INDIANAPOLIS — Most expect the Patriots to open up Super Bowl XLVI in their standard two-WR, two-TE, one-RB formation. Even with All-Pro TE Rob Gronkowski nursing a sore left ankle, the majority opinion is that he will give it a go Sunday night, as his presence alone on the field can cause matchup nightmares for opposing defenses. With QB Tom Brady firing off passes, the Patriots' offense can light up the scoreboard like few other units in the game.
To counter that formation, it's expected the Giants will feature a defensive lineup that uses three safeties. With Antrel Rolle, Kenny Phillips and Deon Grant, New York is well-equipped to slow down the Patriots' wide-open attack. The three players provide a combination of size, speed and strength, along with the versatility to play all over the field, depending on the situation. It is that adaptability that allows the Giants to show different looks on defense that will attempt to throw off Brady and his tight ends.
"You have a former cornerback, in terms of Antrel, who can go down and guard the receivers," Grant said Wednesday from the Giants' team hotel. "A guy like myself that did it all, played linebacker, played cornerback, played safety, strong and free. And a guy in Kenny who is young, can roam the field, come in the box and hit, can guard tight ends when we need to. And the good thing about the three of us is that all three of us have good speed and are strong."
When the Giants faced the Patriots in Week Nine, they allowed a big game to Gronkowski (8-101-1) while, for the most part, limiting fellow TE Aaron Hernandez (4-35-1).
Phillips said he isn't worrying about the pedigree of his opponents, thanks in large part to the fact that the Giants have seen them and other talents like them already this season.
"It's a big game; we're just going to go out and play ball," Phillips said. "We've been facing great tight ends this entire season — Vernon Davis, Jimmy Graham. So it's nothing new for us. They do have two great tight ends over there, but we have played them before. Give them credit, they are good athletes, but we're not too shabby on this end anyways."
The idea for the Giants to play three safeties at once came from former defensive coordinator Steve Spagnuolo, who would trot out Michael Johnson, James Butler and Gibril Wilson at once to complement speed rushers Michael Strahan and Osi Umenyiora.
Spagnuolo left the Giants following the 2008 season, but his philosophy lives on under Perry Fewell. Once again the Giants have a strong pass rush, but without strong pass coverage on the back end, the pressure on the QBs would be meaningless. That means the safeties have a lot of responsibility to defend pass catchers long enough for their front four to create havoc.

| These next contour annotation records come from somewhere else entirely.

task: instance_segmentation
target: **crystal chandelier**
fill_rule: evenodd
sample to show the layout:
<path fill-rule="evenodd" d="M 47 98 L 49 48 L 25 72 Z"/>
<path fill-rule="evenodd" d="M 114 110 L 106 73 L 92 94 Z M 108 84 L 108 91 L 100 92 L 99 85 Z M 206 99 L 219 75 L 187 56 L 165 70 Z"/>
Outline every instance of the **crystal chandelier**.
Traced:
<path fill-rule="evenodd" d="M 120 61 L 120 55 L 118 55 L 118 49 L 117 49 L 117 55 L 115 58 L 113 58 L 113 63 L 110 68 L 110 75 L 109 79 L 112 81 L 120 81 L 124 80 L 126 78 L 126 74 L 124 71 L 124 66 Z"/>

"It goes to the team; it's a team concept," safeties coach David Merritt said. "These boys understand that if they can give that defensive front an extra second or two seconds to get to the quarterback, it's going to help us all. These guys get it, and it has come together these last four or five weeks, which has been huge."
Of the three safeties, Grant — who is in his 12th NFL season — is the brain of the operation, while Phillips is the most physically intimidating (6-2, 217 pounds) in the open field. Rolle, however, is the spokesperson of the crew, and the one who came up with the team's nickname.
"We're the 'AK-47' group, that's our name," Rolle said. "You get Kenny, No. 21. You get Antrel, (No.) 26; that equals 47. And we all know an AK-47 doesn't work without a clip, and that's Deon Grant."
Come Sunday night, the three members of AK-47 will need to shoot down the threat that is the Patriots' TE tag team in order to win.